If Intel implements a good new shading language that outputs SPIR-V, I would be highly interested about it. I don't however know whether SPIR-V is flexible enough to implement completely new computational models.
I'm personally not going to be at SIGGRAPH this year (presenting at IDF the next week instead on Skylake graphics stuff), but there will be a few folks from my team and one of them was one of the folks heavily involved in the aforementioned prototypes
. I'll definitely fire you an e-mail to set up a meeting with them.
I have been looking at new desktop processors with iGPU, and I lately noticed that the new Broadwell desktop flagship (i7 5775C) has finally got EDRAM. I am wondering what is the difference between the i7 and the Xeon equivalent GPUs (Iris Pro 6200 vs Iris Pro P6300).

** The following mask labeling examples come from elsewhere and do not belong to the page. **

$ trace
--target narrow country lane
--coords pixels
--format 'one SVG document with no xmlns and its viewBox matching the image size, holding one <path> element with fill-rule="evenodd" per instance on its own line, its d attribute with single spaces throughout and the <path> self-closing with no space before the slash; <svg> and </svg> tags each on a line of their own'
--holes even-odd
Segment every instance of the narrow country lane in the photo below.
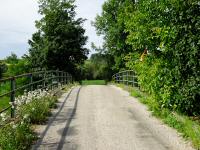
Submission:
<svg viewBox="0 0 200 150">
<path fill-rule="evenodd" d="M 59 100 L 32 149 L 192 150 L 174 129 L 115 86 L 75 87 Z"/>
</svg>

http://ark.intel.com/products/88046/Intel-Xeon-Processor-E3-1285-v4-6M-Cache-3_50-GHz
http://ark.intel.com/products/88040/Intel-Core-i7-5775C-Processor-6M-Cache-up-to-3_70-GHz
Xeon has 30W higher TDP. The CPU has 200 MHz higher base clock, but the GPU clocks are identical. I didn't find any GPU benchmarks comparing the Iris Pro 6200 vs Iris Pro P6300. Andrew, do you know whether the higher TDP of the Xeon allows the GPU to run faster? And if so, is this a noticeable difference?
I suppose I should wait until next week to see the official launch of the rumoured GT4e 72 EU Skylake with EDRAM + DX 12.0 feature level. That 95W TDP suggests that the GPU can run at max clocks for long time periods, making it almost a perfect rendering development CPU. The only thing missing is four additional CPU cores to speed up the compile time (the new architecture and the EDRAM alone only boost compile times slightly, meaning that older 8 core Haswells still should finish faster).
edit - also gen 8 graphics is haswell or broadwell? and 7.5 is?
Gen8 = Broadwell. Gen7.5 = Haswell. Both are DirectX 12 compatible.